I have a .net core webapi working fine and tested with swagger, also the method has set to allow anonymous access so no authentication should be required. But when testing the POST method with Postman, I always get the 401 error.. Appreciate any help!

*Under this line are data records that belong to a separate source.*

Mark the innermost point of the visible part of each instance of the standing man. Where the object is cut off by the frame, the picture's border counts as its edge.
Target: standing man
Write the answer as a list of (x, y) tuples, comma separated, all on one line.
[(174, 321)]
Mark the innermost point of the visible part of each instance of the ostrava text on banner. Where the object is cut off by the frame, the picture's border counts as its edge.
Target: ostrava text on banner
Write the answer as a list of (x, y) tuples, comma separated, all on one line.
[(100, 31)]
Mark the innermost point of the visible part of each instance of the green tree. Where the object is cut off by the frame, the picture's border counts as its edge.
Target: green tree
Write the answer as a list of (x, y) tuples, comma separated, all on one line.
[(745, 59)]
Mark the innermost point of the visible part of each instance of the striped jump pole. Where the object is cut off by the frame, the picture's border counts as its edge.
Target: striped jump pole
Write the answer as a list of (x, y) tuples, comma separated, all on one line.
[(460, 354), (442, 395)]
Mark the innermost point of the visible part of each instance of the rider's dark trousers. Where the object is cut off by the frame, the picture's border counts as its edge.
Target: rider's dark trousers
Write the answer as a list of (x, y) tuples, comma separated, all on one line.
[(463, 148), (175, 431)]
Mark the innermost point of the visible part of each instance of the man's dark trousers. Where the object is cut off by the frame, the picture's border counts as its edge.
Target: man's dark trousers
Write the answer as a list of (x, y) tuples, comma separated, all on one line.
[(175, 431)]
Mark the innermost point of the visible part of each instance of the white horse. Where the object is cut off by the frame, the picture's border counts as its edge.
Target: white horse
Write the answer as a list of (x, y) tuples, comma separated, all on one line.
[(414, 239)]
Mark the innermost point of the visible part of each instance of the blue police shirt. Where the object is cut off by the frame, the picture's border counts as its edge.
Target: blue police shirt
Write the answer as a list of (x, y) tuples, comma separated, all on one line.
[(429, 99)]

Since I am not clear about your specific code implementation, I wrote a demo here, which is an example of generating token from user login to access permission API. You can refer to it, maybe it will help you a little:
First,open the appsettings.json file and change the section named Jwt:
"Jwt": {
"Issuer": "testUser",
"Audience": "user",
"Key": "this is my custom Secret key for authnetication"
}
Enable the JWT authentication scheme and swagger authorization configuration when the configuration starts, the entire code is as follows:
using Microsoft.AspNetCore.Authentication.JwtBearer;
using Microsoft.AspNetCore.Builder;
using Microsoft.AspNetCore.Hosting;
using Microsoft.Extensions.Configuration;
using Microsoft.Extensions.DependencyInjection;
using Microsoft.Extensions.Hosting;
using Microsoft.IdentityModel.Tokens;
using Microsoft.OpenApi.Models;
using System;
using System.Collections.Generic;
using System.IO;
using System.Reflection;
using System.Text;
using WebApplication129.Controllers.conf;
namespace WebApplication129
{
public class Startup
{
public Startup(IConfiguration configuration)
{
Configuration = configuration;
}
public IConfiguration Configuration { get; }
// This method gets called by the runtime. Use this method to add services to the container.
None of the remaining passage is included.